With heavy rains drenching much of the country since March 19, floods have swept through hundreds of towns and villages in 26 of Iran's 31 provinces, killing at least 62 people.
Thousands of people have sheltering for days in the open with little food or warm clothes as the rains have continued.
WATCH: Towns and villages across large parts of Iran have been deluged over the past two weeks in the heaviest flooding the country has seen in at least a decade.
Protesters also have been venting anger at the government's decision to release water from major dams that are near overflowing, saying the move threatens to destroy their homes, farmland, and livestock.
Videos on social media, which could not be independently verified, showed what were said to be protests in the mountainous Lorestan Province and the oil-producing Khuzestan Province.
Both of those provinces have been especially hard hit by floods that have forced evacuations of dozens of towns and villages and caused massive damage to homes and infrastructure.
One video uploaded to social media on April 4 showed an angry crowd surrounding the vehicle of Ahmad Khadem Sayyid al-Shohada, an Iranian army commander who is coordinating relief efforts along the Karun River in Khuzestan Province.
The anonymous uploader said that video was shot in the village of Sharmiyah.
Authorities in Khuzestan, where a state of emergency has been declared, have ordered evacuations from dozens of villages ahead of releasing water from a large dam in the region.

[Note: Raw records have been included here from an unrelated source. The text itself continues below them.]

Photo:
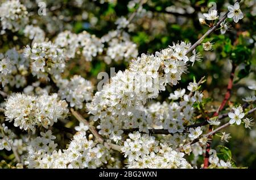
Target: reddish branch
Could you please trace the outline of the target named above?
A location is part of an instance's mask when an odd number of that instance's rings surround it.
[[[232,69],[231,70],[230,76],[229,77],[229,83],[228,84],[227,90],[226,94],[225,94],[225,98],[224,99],[223,99],[221,104],[220,104],[220,107],[218,107],[218,110],[216,111],[216,112],[214,112],[213,114],[213,117],[217,116],[218,115],[218,113],[220,111],[221,111],[224,107],[225,107],[225,105],[226,104],[226,102],[228,102],[228,100],[230,98],[231,96],[231,90],[232,89],[233,86],[233,81],[234,79],[234,72],[236,70],[236,65],[234,64],[232,64]],[[209,132],[210,132],[213,130],[213,125],[210,125],[209,126]],[[209,137],[209,138],[212,139],[212,135]],[[209,152],[210,149],[210,143],[209,143],[206,148],[205,150],[205,153],[204,156],[204,168],[207,168],[209,165]]]

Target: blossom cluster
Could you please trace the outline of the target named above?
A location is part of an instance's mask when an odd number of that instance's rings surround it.
[[[58,100],[57,94],[35,97],[16,93],[8,98],[5,106],[6,120],[14,120],[15,127],[26,131],[35,131],[36,125],[47,128],[68,113],[67,103]]]
[[[5,55],[0,53],[0,81],[2,86],[10,84],[16,88],[27,83],[29,61],[23,54],[14,48],[8,50]]]
[[[102,145],[94,146],[88,140],[85,132],[79,131],[68,144],[68,148],[56,150],[55,136],[51,131],[41,133],[30,145],[25,164],[28,168],[96,168],[110,160],[109,151]]]
[[[28,11],[19,0],[6,1],[0,6],[0,19],[4,31],[18,31],[27,23]]]
[[[45,40],[45,33],[38,26],[27,25],[24,29],[24,34],[30,40],[32,40],[32,44],[42,43]]]
[[[192,168],[183,158],[183,153],[172,149],[166,143],[159,143],[154,136],[142,136],[138,132],[129,136],[121,149],[125,157],[128,157],[128,168]]]
[[[143,56],[144,58],[149,58],[146,55],[143,56]],[[174,62],[172,65],[175,66],[175,62]],[[165,68],[172,68],[169,66]],[[163,72],[170,72],[166,69]],[[158,73],[158,69],[155,70]],[[172,69],[171,70],[172,71]],[[170,99],[180,101],[170,103],[164,102],[163,104],[158,102],[149,105],[147,108],[143,104],[148,98],[147,95],[149,97],[153,96],[148,92],[145,94],[143,91],[133,89],[133,83],[134,81],[136,83],[139,78],[134,78],[132,75],[129,74],[129,72],[127,70],[124,73],[119,72],[117,76],[112,78],[110,84],[106,85],[101,91],[96,93],[92,103],[86,104],[89,112],[94,115],[93,119],[100,119],[100,124],[97,127],[100,129],[100,134],[107,136],[110,135],[110,139],[114,137],[115,140],[118,140],[121,139],[122,133],[122,131],[117,131],[119,129],[138,128],[140,132],[148,133],[150,129],[157,128],[167,129],[172,133],[181,133],[185,130],[184,125],[193,122],[193,105],[196,102],[201,102],[203,98],[203,93],[199,91],[199,85],[196,82],[189,83],[187,87],[191,94],[185,94],[185,89],[178,89],[175,91],[174,94],[171,94]],[[144,74],[146,73],[145,72]],[[152,73],[150,74],[155,76]],[[114,82],[117,84],[115,85]],[[138,86],[143,85],[146,86],[147,84],[138,84]],[[158,88],[158,86],[153,87]],[[158,92],[159,89],[156,93]],[[201,131],[197,136],[193,132],[191,131],[191,133],[193,135],[191,137],[196,139]]]
[[[11,150],[14,133],[5,124],[0,124],[0,150]]]
[[[93,87],[90,81],[85,80],[80,76],[74,76],[70,81],[58,80],[57,85],[59,87],[58,94],[62,99],[69,102],[71,107],[82,108],[83,102],[92,99]]]
[[[27,45],[24,55],[30,61],[32,74],[38,78],[48,79],[48,74],[59,75],[65,68],[62,50],[51,41]]]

Shohada told Iran's state-run IRNA news agency on April 3 that locals resisted, and that "emotional" farmers already hit by floods "showed their objections."
Both the Islamic Revolutionary Guards Corps (IRGC) and the Iranian Army are taking part in relief efforts.
The protests come amid accusations by the IRGC that President Hassan Rohani's administration has mismanaged the relief response.
Many Iranians see the relief effort as inadequate. Critics say the government's efforts have been too small and the authorities are unable to cope with the immediate needs of the tens of thousands of people who have been affected.
One IRGC commander, Mohammad Pakpur, said on April 3 that there had been "no management" of the rescue or aid operations in neighboring Lorestan Province.
Sarem Razaee, the head of the nongovernmental Iranian Red Crescent Society, said the town of Pol-e Dokhtar in Lorestan was facing a "super-crisis."
Pakpur said government officials do not "dare" go to the region because the "people are in a rebellious mood."
Pakpur also said that citizens evacuated from the area "are in a sorry state and conditions are bad."